3.3 PigmentsChromatographic analysis revealed the presence of a wide range of pigments which

clearly exhibits spatial variability. Identification was based on the retention time and peak shape

through fingerprint matching with known peak shape from the diode array of spectral library.

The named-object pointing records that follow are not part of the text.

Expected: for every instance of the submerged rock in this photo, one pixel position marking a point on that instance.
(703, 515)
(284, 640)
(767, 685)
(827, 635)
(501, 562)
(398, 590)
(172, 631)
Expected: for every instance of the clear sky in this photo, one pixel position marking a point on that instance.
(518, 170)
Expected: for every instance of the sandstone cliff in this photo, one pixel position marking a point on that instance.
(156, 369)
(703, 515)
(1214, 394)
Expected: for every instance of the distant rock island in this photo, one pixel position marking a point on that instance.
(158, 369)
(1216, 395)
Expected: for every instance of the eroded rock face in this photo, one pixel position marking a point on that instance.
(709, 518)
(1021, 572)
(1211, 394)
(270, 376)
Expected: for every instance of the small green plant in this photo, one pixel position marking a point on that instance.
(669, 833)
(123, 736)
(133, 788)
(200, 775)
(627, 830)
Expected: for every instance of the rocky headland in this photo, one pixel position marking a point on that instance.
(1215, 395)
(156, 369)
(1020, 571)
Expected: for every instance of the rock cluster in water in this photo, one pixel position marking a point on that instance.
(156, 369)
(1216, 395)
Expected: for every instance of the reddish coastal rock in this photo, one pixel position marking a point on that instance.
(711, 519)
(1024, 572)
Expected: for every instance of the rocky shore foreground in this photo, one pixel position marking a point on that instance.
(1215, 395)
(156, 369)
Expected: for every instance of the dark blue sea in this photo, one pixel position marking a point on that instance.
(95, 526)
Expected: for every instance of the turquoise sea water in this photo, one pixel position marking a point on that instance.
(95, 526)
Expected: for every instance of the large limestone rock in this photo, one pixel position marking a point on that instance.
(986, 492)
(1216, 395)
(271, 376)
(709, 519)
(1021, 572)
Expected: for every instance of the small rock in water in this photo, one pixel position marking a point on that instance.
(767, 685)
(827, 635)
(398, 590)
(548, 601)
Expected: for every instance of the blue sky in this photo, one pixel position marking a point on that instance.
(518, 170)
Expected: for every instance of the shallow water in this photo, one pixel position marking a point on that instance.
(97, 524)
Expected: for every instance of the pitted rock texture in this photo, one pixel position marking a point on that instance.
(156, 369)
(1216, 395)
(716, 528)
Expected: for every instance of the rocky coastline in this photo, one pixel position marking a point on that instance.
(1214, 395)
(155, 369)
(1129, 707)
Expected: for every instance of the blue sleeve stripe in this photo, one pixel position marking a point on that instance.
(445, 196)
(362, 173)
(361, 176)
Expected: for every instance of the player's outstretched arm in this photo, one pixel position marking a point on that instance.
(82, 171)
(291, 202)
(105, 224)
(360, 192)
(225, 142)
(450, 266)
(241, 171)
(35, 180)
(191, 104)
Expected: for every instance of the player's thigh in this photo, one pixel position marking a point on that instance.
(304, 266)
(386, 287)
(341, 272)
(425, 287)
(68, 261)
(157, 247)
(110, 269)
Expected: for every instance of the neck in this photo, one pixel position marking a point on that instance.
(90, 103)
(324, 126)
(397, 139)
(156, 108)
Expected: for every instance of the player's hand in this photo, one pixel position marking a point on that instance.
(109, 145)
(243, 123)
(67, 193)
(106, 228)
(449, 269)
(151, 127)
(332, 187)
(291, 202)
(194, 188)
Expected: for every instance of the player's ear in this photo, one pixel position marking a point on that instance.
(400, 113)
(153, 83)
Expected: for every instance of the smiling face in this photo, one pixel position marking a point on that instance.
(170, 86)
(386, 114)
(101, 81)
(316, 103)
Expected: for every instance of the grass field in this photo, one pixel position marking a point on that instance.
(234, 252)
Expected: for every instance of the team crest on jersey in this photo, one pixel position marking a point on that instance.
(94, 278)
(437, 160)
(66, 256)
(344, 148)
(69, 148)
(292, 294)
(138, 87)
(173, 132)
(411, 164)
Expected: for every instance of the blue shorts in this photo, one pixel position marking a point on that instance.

These were created by running pure individual pigment standards. The concentrations of the

pigments were computed from the peak areas (Figure 2 and 3). Nearly 12 algal classes were

recorded by HPLC in this monograph belonging to pico phytoplankton (<2 μm), nano

phytoplankton and (2-20 μm) micro phytoplankton (20-200 μm) which are rarely detected by

classical method (Table 3). The phytoplankton pigment composition was significantly different in

each of the sites. The identified carotenoids include fucoxanthin (diatoms), diatoxanthin and

diadinoxanthin (diatoms, dinoflagellates), alloxanthin (chryptophytes), lutein (green algae and

higher plants), zeaxanthin (cyanobacteria) and peridinin synthesized by dinoflagellats

(Johansen, 1974). Chl b commonly is ascribed to green algae while the β-carotene and Chl a are

more general indicators of total algal abundance.

Marker pigments were categorized into photosynthetic pigments (PSP) and photo

protective carotene or pigments (PPC), Photo synthetic carotene (PSC), Total accessory

pigments (TAcc). These macro variables are composed of pigment sums and ratios for

reconciling inquiries applied to data bases from different regimes. Total pigments and Pigment

ratio were calculated and presented in Table 4.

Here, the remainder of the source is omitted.